I'm going to make a bold statement and say that the best fika in Stockholm comes from Vete-Katten on the corner of Kungsgatan and Klara Norra kyrkogata. Not only is this 1920s-styled bakery adorable on the inside but their pastries, cakes and buns are top notch. We tried 3 different bun flavours starting with the traditional cinnamon then moved on to vanilla custard and my new favourite, toscabulle. This bun was all kinds of flaky, buttery, toasty, almondy, caramely, sticky goodness. That enough adjectives for ya?
Another great fika spot is Chokladkoppen, right in the heart of Gamla Stan. This tiny, hole-in-the-wall café sits in Stortorget Square and is the perfect place to rest your feet while surrounded by all the colourful facades. No joke the cinnamon rolls are the size of your head so they are perfect for sharing and I loved that the coffees always came with a heart <3.

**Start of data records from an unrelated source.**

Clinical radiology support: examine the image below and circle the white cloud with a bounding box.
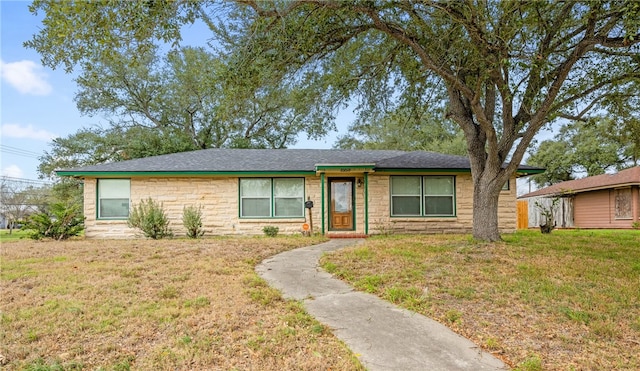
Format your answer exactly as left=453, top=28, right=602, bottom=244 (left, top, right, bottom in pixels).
left=2, top=165, right=24, bottom=178
left=0, top=124, right=58, bottom=142
left=0, top=59, right=53, bottom=95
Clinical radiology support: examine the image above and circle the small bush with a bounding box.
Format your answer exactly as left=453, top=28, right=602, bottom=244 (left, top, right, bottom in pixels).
left=182, top=206, right=204, bottom=238
left=22, top=203, right=84, bottom=240
left=262, top=225, right=280, bottom=237
left=127, top=198, right=173, bottom=240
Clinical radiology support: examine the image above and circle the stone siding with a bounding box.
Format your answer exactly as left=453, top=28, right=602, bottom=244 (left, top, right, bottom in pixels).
left=84, top=177, right=320, bottom=238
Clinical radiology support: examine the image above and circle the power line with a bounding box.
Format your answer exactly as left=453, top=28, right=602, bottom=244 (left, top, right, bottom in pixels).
left=0, top=144, right=42, bottom=158
left=0, top=175, right=51, bottom=185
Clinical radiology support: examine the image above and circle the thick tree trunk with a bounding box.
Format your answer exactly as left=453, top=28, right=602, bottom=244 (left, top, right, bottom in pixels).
left=473, top=179, right=502, bottom=241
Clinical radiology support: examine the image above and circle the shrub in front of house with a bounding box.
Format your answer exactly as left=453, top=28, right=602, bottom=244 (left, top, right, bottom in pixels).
left=22, top=203, right=84, bottom=240
left=127, top=197, right=173, bottom=240
left=182, top=206, right=204, bottom=238
left=262, top=225, right=280, bottom=237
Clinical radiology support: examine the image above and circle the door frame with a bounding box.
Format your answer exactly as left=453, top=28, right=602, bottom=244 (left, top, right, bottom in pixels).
left=327, top=176, right=356, bottom=232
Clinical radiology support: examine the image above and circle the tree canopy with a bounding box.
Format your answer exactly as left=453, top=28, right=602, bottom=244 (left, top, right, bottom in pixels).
left=27, top=0, right=640, bottom=240
left=527, top=117, right=640, bottom=187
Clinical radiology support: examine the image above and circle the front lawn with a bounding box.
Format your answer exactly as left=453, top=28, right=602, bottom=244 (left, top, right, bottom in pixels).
left=0, top=237, right=362, bottom=370
left=0, top=229, right=29, bottom=242
left=322, top=230, right=640, bottom=370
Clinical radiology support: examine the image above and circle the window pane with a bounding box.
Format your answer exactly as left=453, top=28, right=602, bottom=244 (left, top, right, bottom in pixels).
left=98, top=179, right=131, bottom=218
left=273, top=178, right=304, bottom=198
left=98, top=179, right=131, bottom=198
left=240, top=178, right=271, bottom=197
left=614, top=188, right=633, bottom=219
left=275, top=197, right=304, bottom=216
left=424, top=196, right=453, bottom=215
left=424, top=176, right=453, bottom=195
left=241, top=198, right=271, bottom=217
left=391, top=176, right=420, bottom=195
left=391, top=196, right=420, bottom=216
left=100, top=198, right=129, bottom=218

Dinner is by far my favourite meal of the day and man oh man did Kalo and I have some amazing meals on the first and last evenings of our visit. Sturehof was our introduction to Swedish cuisine and what a great way to start the trip. This classic restaurant is massive with outdoor patio seating, multiple dining rooms and even a courtyard pavilion of sorts that is enclosed by fish markets, butchers and cheese shops. My first fish dish in Stockholm came drenched in a lemon butter sauce topped with shaved truffles. Can you say YUM? And Kalo's beautiful whole fish featured sautéd mushrooms and crispy pancetta but the real star was the pickled red onions. These people really know their way around pickling! We washed everything down with crisp white wine and were on our merry way with happy, full bellies.

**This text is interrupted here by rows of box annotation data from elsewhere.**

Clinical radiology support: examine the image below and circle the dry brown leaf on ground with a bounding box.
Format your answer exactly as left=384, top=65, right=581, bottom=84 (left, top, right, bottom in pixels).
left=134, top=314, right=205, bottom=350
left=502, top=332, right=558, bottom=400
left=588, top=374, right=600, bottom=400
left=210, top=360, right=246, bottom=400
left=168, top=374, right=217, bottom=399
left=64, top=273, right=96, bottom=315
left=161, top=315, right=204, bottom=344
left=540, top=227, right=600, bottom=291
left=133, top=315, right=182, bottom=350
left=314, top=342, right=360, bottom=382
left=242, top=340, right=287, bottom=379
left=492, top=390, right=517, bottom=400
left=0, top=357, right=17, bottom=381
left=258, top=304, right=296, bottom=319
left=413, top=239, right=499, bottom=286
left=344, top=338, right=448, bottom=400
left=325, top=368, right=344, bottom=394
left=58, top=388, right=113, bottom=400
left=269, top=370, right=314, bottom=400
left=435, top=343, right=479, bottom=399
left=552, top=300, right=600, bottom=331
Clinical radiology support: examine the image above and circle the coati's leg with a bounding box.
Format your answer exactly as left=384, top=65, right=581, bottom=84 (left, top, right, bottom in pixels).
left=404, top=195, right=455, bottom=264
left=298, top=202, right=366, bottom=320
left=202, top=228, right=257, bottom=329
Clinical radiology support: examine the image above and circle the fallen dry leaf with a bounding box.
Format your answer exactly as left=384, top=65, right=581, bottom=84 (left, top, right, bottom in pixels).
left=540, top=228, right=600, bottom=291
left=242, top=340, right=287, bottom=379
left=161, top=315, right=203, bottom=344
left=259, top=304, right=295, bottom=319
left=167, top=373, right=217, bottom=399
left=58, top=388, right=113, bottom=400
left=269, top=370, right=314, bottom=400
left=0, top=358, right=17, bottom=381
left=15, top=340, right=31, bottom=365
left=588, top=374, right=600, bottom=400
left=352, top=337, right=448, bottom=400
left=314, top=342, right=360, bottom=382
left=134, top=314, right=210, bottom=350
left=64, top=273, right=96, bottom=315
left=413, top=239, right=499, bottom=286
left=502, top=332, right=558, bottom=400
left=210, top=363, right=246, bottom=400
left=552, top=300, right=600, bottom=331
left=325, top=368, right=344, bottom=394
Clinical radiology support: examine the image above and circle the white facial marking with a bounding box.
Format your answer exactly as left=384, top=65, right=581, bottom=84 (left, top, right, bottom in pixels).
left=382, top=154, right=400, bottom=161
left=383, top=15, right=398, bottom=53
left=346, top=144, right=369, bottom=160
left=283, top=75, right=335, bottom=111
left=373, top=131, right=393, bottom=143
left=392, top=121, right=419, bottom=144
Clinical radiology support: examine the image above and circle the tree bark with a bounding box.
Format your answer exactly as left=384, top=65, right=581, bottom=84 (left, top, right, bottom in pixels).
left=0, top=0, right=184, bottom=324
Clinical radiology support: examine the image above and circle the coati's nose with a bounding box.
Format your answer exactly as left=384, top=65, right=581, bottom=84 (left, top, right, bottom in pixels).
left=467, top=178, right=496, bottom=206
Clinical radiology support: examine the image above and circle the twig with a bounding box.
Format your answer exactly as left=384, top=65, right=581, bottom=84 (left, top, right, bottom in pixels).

On our last night in Stockholm we went to a fusion restaurant called TAK, located on the roof of HOBO Hotel, where we stayed (super cool hotel by the way). Kalo's reaction when I told him it was actually a Japanese-inspired restaurant was hilarious. Needless to say he was less than thrilled but as always he just had to have a little more faith in my selection abilities because the food was gorgeous. I mentioned in HFL's March Restaurant Hot List that I wanted to try the whole sterling halibut and that is exactly what we did. Never have I ever had fish cooked so perfectly and we asked our waiter for extra miso butter sauce on more than one occasion because it was just that good. The one disappointment was the amazing view we were promised. We were expecting to see Stockholm lit up at night but instead we could only see our own reflections in the windows. Kind of a bummer in terms of ambiance.

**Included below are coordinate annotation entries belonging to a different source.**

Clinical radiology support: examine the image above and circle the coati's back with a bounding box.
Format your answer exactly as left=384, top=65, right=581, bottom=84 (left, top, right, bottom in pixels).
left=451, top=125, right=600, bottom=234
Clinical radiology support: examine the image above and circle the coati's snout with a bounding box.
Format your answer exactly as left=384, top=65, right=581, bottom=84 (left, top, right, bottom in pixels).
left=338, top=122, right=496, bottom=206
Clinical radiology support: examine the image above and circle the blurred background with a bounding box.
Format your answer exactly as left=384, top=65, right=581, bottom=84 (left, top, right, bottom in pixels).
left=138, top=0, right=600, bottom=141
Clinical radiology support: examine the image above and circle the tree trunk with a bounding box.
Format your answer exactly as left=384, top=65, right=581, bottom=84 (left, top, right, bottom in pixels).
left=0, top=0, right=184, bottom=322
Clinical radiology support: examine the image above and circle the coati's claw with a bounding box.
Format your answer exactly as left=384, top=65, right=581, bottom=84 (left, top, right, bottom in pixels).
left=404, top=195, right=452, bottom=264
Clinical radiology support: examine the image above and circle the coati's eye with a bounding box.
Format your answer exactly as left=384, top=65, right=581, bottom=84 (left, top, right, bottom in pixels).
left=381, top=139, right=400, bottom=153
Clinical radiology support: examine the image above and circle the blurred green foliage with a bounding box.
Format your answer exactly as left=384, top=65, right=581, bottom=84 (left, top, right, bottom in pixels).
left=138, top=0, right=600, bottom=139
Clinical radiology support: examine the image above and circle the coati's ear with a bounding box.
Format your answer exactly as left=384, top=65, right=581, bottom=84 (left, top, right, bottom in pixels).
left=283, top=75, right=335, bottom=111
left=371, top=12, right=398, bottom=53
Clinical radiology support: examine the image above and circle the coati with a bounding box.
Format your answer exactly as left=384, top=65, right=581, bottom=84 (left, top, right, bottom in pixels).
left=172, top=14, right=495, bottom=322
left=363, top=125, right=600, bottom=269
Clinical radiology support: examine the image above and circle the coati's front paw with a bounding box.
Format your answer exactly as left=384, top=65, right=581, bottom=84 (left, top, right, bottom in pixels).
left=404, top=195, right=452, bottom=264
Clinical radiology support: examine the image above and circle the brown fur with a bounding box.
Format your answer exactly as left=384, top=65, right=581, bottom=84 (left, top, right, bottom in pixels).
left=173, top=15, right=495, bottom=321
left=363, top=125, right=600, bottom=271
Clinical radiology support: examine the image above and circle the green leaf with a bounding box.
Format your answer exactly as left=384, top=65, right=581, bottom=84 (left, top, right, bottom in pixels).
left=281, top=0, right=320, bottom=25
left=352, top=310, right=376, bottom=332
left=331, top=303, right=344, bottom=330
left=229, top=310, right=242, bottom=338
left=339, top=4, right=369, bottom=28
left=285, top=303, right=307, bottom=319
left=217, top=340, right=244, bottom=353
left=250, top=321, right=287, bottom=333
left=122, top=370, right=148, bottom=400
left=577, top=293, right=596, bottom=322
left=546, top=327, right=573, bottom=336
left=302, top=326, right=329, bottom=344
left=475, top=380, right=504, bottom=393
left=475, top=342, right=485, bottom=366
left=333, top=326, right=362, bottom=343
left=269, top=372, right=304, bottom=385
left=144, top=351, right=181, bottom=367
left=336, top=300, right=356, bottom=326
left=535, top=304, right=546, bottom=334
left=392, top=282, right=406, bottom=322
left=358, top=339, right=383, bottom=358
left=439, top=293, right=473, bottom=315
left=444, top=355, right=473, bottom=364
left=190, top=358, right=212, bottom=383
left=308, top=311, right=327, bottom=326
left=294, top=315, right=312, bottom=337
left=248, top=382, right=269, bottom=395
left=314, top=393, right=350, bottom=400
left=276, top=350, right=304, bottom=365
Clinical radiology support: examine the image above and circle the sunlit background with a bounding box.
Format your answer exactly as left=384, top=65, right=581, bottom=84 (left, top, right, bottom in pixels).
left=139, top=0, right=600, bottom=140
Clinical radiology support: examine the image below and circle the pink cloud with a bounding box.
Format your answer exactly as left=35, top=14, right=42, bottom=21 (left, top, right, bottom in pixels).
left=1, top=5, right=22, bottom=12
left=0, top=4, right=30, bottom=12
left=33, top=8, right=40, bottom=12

I have to say that Swedish lagers and pilsners are some of my new favourites. Pleasantly fresh are the words that come to mind. The only problem is that the beer glasses are too small and the foamy heads too large but maybe I'm just brainwashed by the massive pints we get at the pubs here in London. Regardless, if you are a beer lover, do yourself a favour and check out Tweed, Akkurat and Bar Central. I give Tweed the "best vibes" award because of its cozy chairs, plaid wallpaper, funky decor and dim lighting. Akkurat wins hands down for "largest and most unique beer selection." And finally, Bar Central gets my "belly up to the bar" award because its a great place to feel like a local and chat with the bartenders.
That completes your HFL food tour of Stockholm. It was one delicious trip and as you are learning I am one hungry girl. I feel so blessed that I get to explore the world and eat at all kinds of different restaurants with my honey. Now that you all have the inside scoop into Stockholm's food scene I'm curious if there will be some travelling for a few of you in the near future? If so, give me a shout and happy travels, skål!